Staring at him now was a short, slightly dumpy, young woman with sallow skin marked by old blemishes. Her hair was dull and mousy and her eyes squinted to adjust to the sudden light.
“Why’d you do that?” she demanded.
“Sir,” he snapped. “You’re a disgrace but you’re still a Sûreté officer. You’ll call me ‘sir’ and the Chief Inspector by his full rank. And you’ll do as you’re ordered. Here.”
He thrust the note at the agent who now looked very young, and very angry. Like a petulant child. Beauvoir smiled remembering his initial disquiet. She was pathetic. A sorry little person. Nothing more.
She might be a sorry little person, but Chief Inspector Gamache was risking his entire career in bringing her secretly into the investigation.
Why?
“Tell me what you know.” She lowered the note and stared Beauvoir in the eye. “Sir.”
It was a disconcerting look.

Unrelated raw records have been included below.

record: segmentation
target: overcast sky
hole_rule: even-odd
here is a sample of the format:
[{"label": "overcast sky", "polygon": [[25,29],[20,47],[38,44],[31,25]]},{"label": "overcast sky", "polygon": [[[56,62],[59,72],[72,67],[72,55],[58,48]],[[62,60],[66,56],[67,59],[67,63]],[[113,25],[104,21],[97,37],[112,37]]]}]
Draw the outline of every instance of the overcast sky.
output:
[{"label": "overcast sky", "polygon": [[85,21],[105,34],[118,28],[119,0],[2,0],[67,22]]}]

Far smarter, far brighter, than he would have expected. A keen stare, and deep inside, still, a flash of green.
He bristled at her use of words. At that particular phrase. “Tell me what you know.” It’s what the Chief always asked when first arriving at a murder scene. Gamache would listen carefully, respectfully. Thoughtfully.
The antithesis of this willful, warped agent.
Surely she was mocking the Chief. But there were more important things than challenging her on that.